As an intermezzo, Sal presented us with a branch from one of his tomato plants, holding a pair of plum tomatoes. With the slightest pressure from my teeth, the grape-sized tomato released sweet juice.
Our intermediate course, Raviolo Aperto, consisted of “open face” Maine lobster raviolo with house-made spinach pasta and yellow corn. The bowl was lined with five-by-five-inch sheets of green, spinach-fortified pasta and topped with sweet yellow corn pudding and plump nuggets of lobster claw and tail meat.
For my entrée, I ordered one of Chef Marino’s signature dishes, Branzino al Sale, oven-baked Mediterranean striped bass, which our waiter presented to us on a silver platter. The salt-masked fish was retuned to the kitchen, where it was filleted, then presented again on a white plate, framed by organic summer vegetables. The salt crust locked in the juices, so the fish was especially moist. The vegetables consisted of florets of purple and yellow cauliflower, a cut of artichoke heart, quarter-sized cuts of zucchini, spears of squash, orange and yellow carrots, a single spear of asparagus and baby bok choy. The vegetables had been blanched then chilled three times, brought to temperature and finished in a seasoned skillet, a process that really brought out the natural flavors. With this, Mr. Birmingham paired PINK, Villa Creek, 2006. Blending Mourvedre, Grenache and Syrah Rosé grapes, the rosé proved to be a cool, subtly-sweet repast.
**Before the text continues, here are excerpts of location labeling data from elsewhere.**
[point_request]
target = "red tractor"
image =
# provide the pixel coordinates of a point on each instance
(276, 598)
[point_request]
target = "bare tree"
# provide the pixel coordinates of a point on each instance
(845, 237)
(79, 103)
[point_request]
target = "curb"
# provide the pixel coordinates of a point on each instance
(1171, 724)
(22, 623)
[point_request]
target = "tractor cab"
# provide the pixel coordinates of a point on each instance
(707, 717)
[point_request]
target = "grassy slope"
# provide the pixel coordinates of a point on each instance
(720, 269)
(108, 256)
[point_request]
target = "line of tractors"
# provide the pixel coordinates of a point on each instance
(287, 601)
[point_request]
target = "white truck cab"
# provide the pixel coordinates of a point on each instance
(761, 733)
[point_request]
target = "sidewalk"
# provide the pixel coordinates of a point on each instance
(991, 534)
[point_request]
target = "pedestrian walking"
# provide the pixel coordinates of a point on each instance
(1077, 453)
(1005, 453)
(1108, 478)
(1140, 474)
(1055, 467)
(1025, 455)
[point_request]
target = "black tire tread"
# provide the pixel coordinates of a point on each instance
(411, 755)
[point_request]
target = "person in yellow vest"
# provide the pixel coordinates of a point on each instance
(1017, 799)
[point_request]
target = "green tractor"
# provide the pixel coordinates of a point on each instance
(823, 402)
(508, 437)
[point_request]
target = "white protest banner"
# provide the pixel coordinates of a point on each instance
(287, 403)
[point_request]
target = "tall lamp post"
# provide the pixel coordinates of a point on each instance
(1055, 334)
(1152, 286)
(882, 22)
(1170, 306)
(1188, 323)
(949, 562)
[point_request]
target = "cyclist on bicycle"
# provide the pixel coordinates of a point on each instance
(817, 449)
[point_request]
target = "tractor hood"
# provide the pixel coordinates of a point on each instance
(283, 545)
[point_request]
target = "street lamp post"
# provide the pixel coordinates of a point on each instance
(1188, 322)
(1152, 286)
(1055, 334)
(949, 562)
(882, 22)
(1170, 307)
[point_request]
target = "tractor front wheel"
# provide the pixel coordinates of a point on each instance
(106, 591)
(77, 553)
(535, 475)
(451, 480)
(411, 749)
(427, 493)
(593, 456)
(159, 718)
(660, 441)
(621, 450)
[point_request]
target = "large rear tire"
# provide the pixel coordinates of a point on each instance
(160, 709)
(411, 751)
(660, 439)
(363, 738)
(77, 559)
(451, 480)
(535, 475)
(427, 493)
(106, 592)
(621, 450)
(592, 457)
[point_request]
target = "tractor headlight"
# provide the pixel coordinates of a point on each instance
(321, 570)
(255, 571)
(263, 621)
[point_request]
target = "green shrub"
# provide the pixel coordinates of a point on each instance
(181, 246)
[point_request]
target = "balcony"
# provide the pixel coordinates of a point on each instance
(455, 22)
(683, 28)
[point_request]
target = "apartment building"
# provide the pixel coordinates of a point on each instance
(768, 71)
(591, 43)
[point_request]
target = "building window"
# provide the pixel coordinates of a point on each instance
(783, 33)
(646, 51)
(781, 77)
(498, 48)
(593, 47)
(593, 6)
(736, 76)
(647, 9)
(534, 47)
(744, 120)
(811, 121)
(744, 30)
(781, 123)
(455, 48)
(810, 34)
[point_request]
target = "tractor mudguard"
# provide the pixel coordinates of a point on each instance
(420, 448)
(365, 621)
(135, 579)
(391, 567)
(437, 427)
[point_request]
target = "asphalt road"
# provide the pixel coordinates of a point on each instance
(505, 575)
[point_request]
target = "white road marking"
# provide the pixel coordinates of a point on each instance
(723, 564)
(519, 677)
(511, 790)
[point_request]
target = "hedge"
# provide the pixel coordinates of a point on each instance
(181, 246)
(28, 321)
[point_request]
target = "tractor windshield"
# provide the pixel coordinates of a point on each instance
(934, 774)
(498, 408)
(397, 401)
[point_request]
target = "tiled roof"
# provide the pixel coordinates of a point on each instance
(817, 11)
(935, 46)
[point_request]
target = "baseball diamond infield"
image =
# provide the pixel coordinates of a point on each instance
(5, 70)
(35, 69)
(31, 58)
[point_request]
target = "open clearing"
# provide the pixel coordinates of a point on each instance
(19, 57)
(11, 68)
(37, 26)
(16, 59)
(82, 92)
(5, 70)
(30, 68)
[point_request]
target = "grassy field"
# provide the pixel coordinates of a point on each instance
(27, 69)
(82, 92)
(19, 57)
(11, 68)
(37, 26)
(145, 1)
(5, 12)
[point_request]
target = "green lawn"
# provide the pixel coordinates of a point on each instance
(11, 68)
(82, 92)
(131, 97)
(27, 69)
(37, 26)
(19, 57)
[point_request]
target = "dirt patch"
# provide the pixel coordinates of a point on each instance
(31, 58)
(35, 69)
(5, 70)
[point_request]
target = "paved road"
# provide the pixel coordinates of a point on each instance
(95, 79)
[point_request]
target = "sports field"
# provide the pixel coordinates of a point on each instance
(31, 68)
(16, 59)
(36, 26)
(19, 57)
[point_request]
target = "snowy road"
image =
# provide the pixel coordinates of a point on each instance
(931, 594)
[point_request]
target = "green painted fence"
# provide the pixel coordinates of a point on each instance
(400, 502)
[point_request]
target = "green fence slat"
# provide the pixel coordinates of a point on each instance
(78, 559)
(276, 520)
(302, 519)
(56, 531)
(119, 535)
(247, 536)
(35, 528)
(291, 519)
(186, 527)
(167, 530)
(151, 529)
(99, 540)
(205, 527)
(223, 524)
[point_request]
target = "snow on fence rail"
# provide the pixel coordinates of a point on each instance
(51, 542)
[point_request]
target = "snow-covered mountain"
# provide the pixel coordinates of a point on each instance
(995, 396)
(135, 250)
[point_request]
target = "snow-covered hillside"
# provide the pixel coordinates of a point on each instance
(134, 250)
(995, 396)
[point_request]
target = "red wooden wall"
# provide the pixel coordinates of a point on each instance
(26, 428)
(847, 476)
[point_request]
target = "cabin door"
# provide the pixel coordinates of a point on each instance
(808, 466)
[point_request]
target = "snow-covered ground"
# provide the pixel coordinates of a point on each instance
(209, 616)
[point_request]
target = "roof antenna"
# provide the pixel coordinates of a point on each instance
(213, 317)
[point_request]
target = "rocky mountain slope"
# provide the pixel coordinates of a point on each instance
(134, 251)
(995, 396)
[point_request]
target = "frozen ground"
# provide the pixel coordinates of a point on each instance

For her entrée, my dining companion selected Petto d’Anatra, rosy slices of Muscovy duck breast with arugula-snow pea sauce and honey mustard-bacon reduction. The duck fat that rimmed the slices was crispy and luscious. With the duck, Mr. Birmingham paired Veronese Rosso Primofiore Guiseppe Quinterelli from 2003. This big red from Italy held up well to the rich flavors of the duck and bacon.
Executive Pastry Chef Corinne Sidelsrud, previously of Patina, clearly appreciates similarly seasonal ingredients. As good as many of the berry and stone fruit-focused desserts looked on the menu, we were well-sated, and could only manage to split a single selection. I liked the element of surprise in the Piccola Pasticceria della Casa, a mystery plate holding anywhere from 8 to 15 house-made pasticcerie, depending on the whim of the kitchen. In keeping with Il Grano’s seasonal approach to dining, we opted for Zuppa di Pesche, a peach soup containing slices of white peach and three dollops of Laura Chenel goat cheese cake. The rim of the white bowl was accented with a walnut Florentine, a thin walnut crisp, and a small sprig of mint.
After eating at Il Grano, it was evident that the lessons that Sal Marino learned in Italy about freshness and authenticity have translated to Los Angeles. Sommelier Peter Birmingham enhanced the dining experience with his thoughtful wine pairings, and Corinne Sidelsrud’s dessert was a fitting conclusion.